Nabil Dafi

Personal information
- Date of birth: 26 January 1982 (age 44)
- Place of birth: Strasbourg, France
- Height: 1.80 m (5 ft 11 in)
- Position: Defensive midfielder

Senior career*
- Years: Team / Apps / (Gls)
- 0000–2007: FSV Oggersheim
- 2007–2008: Borussia Neunkirchen / 21 / (2)
- 2008–2011: 1. FC Saarbrücken / 55 / (0)
- 2012–2017: Borussia Neunkirchen / 18 / (1)

= Nabil Dafi =

French footballer (born 1982)

Nabil Dafi (born 26 January 1982) is a French footballer who last played for Borussia Neunkirchen.
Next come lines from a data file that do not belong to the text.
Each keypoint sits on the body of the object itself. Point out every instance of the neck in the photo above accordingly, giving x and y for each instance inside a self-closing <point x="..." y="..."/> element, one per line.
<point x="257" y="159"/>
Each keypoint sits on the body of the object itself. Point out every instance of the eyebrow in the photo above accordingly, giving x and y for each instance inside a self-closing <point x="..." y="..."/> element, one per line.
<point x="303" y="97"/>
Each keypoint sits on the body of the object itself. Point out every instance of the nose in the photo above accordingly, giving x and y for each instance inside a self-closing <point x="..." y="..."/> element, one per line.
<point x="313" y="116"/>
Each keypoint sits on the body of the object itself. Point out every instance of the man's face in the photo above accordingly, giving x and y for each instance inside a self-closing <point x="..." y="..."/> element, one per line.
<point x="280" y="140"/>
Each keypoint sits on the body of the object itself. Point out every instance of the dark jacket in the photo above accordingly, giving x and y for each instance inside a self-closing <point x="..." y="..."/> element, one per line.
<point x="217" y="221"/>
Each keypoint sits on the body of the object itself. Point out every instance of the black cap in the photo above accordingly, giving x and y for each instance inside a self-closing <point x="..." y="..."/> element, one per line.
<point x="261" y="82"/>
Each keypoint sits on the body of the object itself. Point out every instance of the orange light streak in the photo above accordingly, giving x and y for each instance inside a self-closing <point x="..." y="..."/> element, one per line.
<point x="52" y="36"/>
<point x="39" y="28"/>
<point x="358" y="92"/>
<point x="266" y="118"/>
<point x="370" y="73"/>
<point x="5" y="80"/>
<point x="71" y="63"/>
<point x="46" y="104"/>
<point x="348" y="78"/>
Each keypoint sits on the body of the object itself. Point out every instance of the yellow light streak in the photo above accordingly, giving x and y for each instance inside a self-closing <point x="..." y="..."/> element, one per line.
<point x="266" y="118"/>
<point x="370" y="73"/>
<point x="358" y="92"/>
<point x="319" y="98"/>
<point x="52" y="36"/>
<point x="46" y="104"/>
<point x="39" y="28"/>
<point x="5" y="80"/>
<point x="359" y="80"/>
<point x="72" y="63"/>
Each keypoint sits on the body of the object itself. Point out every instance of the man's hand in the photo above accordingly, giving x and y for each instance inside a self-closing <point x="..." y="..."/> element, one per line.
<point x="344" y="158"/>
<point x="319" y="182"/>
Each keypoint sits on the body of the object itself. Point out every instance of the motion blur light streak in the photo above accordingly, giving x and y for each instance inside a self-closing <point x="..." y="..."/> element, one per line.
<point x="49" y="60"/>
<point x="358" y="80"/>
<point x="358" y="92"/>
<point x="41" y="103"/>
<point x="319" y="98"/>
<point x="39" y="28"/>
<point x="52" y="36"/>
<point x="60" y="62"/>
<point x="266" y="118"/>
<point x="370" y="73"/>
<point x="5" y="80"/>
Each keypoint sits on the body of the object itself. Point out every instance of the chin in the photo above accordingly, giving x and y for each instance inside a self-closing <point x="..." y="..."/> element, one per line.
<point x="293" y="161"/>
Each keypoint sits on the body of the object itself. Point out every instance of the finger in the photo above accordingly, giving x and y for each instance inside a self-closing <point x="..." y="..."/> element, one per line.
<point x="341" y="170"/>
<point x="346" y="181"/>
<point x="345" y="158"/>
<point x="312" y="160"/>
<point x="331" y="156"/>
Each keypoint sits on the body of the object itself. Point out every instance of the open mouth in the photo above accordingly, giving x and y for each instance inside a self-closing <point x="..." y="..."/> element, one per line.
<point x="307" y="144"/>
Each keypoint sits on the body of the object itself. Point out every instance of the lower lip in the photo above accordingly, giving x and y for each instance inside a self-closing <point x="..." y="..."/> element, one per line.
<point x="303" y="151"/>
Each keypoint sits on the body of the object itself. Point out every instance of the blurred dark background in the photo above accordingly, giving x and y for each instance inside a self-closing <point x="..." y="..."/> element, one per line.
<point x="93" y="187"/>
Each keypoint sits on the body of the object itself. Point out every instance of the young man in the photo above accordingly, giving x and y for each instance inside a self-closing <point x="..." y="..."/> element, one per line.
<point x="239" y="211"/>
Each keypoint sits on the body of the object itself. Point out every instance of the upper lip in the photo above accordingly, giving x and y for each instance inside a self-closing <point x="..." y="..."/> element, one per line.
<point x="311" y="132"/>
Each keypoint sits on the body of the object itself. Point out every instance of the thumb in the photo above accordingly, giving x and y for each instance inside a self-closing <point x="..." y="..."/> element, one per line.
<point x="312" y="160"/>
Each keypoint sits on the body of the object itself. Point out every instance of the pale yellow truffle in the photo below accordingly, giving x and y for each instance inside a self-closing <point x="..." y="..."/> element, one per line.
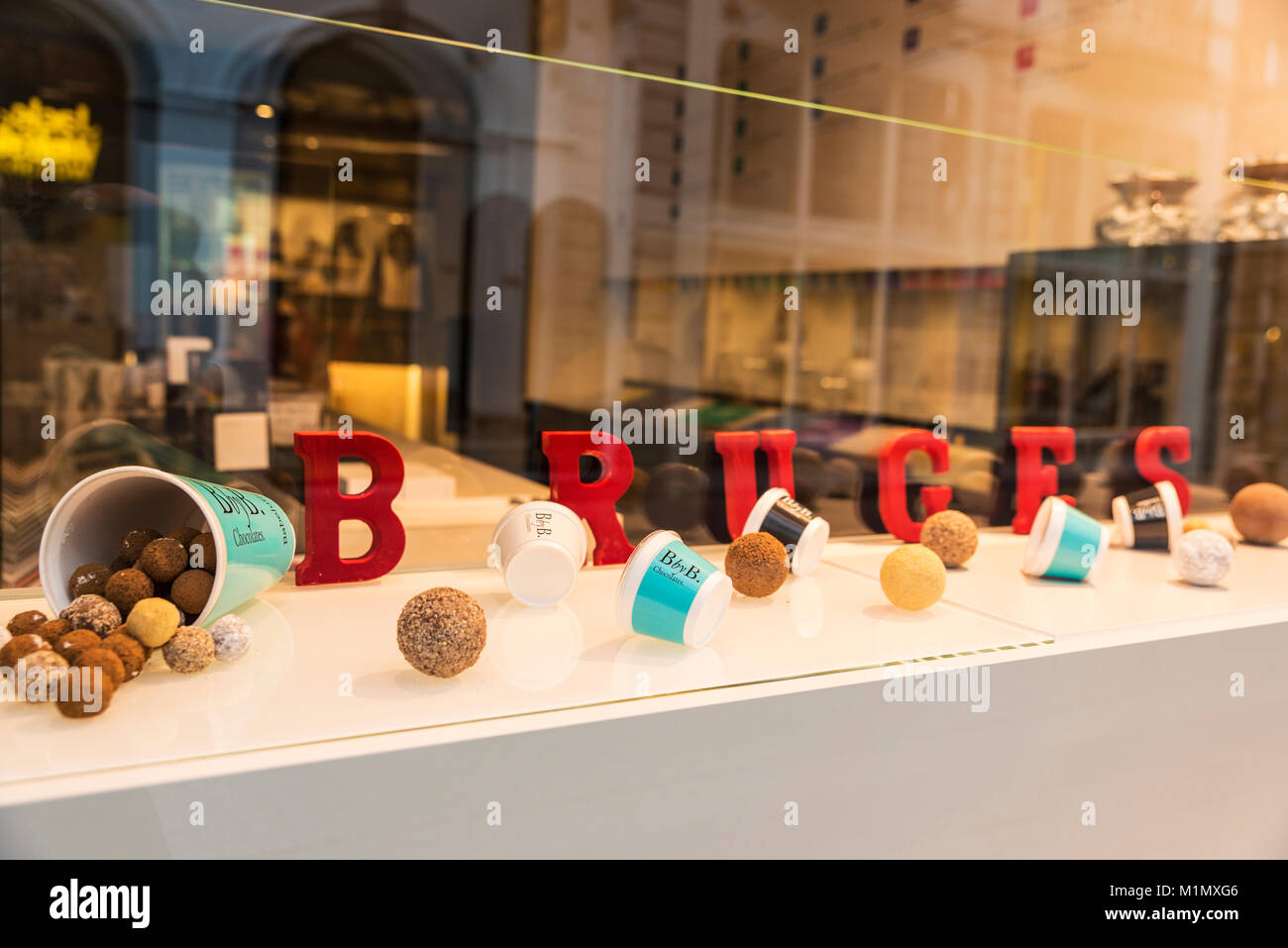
<point x="913" y="578"/>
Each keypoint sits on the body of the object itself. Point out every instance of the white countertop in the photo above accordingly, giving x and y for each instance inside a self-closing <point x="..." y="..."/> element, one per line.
<point x="287" y="700"/>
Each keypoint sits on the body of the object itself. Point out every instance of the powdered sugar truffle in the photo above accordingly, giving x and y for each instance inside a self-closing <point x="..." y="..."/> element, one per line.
<point x="232" y="638"/>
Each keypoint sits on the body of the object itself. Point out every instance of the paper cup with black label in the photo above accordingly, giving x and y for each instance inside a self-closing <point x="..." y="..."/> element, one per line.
<point x="671" y="592"/>
<point x="539" y="548"/>
<point x="1149" y="518"/>
<point x="794" y="524"/>
<point x="254" y="540"/>
<point x="1064" y="543"/>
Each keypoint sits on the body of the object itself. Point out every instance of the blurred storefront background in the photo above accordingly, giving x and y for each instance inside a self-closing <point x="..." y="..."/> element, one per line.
<point x="462" y="249"/>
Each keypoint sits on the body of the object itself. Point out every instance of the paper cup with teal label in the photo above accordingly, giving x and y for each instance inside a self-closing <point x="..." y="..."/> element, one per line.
<point x="671" y="592"/>
<point x="254" y="540"/>
<point x="1064" y="543"/>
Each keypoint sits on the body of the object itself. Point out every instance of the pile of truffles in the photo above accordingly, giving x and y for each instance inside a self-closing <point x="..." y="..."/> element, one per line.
<point x="147" y="597"/>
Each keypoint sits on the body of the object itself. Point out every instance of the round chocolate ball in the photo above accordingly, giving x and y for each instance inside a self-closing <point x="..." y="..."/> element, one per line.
<point x="162" y="559"/>
<point x="951" y="535"/>
<point x="93" y="612"/>
<point x="189" y="649"/>
<point x="89" y="579"/>
<point x="442" y="631"/>
<point x="191" y="590"/>
<point x="127" y="587"/>
<point x="913" y="578"/>
<point x="134" y="541"/>
<point x="232" y="638"/>
<point x="154" y="621"/>
<point x="756" y="563"/>
<point x="90" y="693"/>
<point x="69" y="644"/>
<point x="26" y="622"/>
<point x="104" y="659"/>
<point x="1260" y="513"/>
<point x="129" y="651"/>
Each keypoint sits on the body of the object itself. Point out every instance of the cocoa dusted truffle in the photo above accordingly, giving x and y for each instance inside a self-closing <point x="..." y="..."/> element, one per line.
<point x="129" y="651"/>
<point x="26" y="622"/>
<point x="162" y="559"/>
<point x="89" y="693"/>
<point x="104" y="659"/>
<point x="20" y="647"/>
<point x="191" y="590"/>
<point x="76" y="640"/>
<point x="89" y="579"/>
<point x="134" y="541"/>
<point x="94" y="613"/>
<point x="189" y="649"/>
<point x="442" y="631"/>
<point x="951" y="535"/>
<point x="128" y="587"/>
<point x="756" y="563"/>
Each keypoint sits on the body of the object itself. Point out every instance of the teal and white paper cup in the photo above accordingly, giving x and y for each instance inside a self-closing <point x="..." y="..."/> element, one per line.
<point x="1064" y="543"/>
<point x="671" y="592"/>
<point x="254" y="540"/>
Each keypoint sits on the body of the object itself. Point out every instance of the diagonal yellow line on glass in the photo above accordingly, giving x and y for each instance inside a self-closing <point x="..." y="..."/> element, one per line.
<point x="741" y="93"/>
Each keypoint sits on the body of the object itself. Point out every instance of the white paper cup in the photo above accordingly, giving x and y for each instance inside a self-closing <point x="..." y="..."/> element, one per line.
<point x="254" y="540"/>
<point x="539" y="548"/>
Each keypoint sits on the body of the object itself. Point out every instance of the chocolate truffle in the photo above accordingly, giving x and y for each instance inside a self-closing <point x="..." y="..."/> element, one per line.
<point x="26" y="622"/>
<point x="129" y="651"/>
<point x="89" y="579"/>
<point x="442" y="631"/>
<point x="1203" y="557"/>
<point x="94" y="613"/>
<point x="232" y="638"/>
<point x="756" y="563"/>
<point x="128" y="587"/>
<point x="184" y="535"/>
<point x="191" y="590"/>
<point x="1260" y="513"/>
<point x="89" y="693"/>
<point x="40" y="674"/>
<point x="162" y="559"/>
<point x="201" y="553"/>
<point x="913" y="578"/>
<point x="134" y="541"/>
<point x="951" y="535"/>
<point x="191" y="649"/>
<point x="154" y="621"/>
<point x="18" y="647"/>
<point x="69" y="644"/>
<point x="104" y="659"/>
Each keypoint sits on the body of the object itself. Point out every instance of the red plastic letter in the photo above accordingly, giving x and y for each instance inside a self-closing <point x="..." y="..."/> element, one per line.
<point x="593" y="501"/>
<point x="1033" y="479"/>
<point x="1149" y="463"/>
<point x="325" y="507"/>
<point x="893" y="485"/>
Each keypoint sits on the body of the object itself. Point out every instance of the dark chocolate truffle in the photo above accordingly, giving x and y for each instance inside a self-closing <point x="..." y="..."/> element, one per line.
<point x="756" y="563"/>
<point x="26" y="622"/>
<point x="69" y="644"/>
<point x="104" y="659"/>
<point x="94" y="613"/>
<point x="201" y="553"/>
<point x="129" y="651"/>
<point x="134" y="541"/>
<point x="189" y="649"/>
<point x="18" y="647"/>
<point x="89" y="579"/>
<point x="89" y="693"/>
<point x="191" y="590"/>
<point x="162" y="559"/>
<point x="128" y="587"/>
<point x="442" y="631"/>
Dafi, who plays as a defensive midfielder, has spent much of career in Germany. After spells with FSV Oggersheim and Borussia Neunkirchen, he joined 1. FC Saarbrücken in 2008, and helped the club achieve consecutive promotions, from the Oberliga Südwest to the Regionalliga West and onward to the 3. Liga. He made his first appearance at this level in the penultimate game of the 2010–11 season, replacing Nico Zimmermann in a win against SV Babelsberg 03. He was released at the end of the season and returned to Borussia Neunkirchen.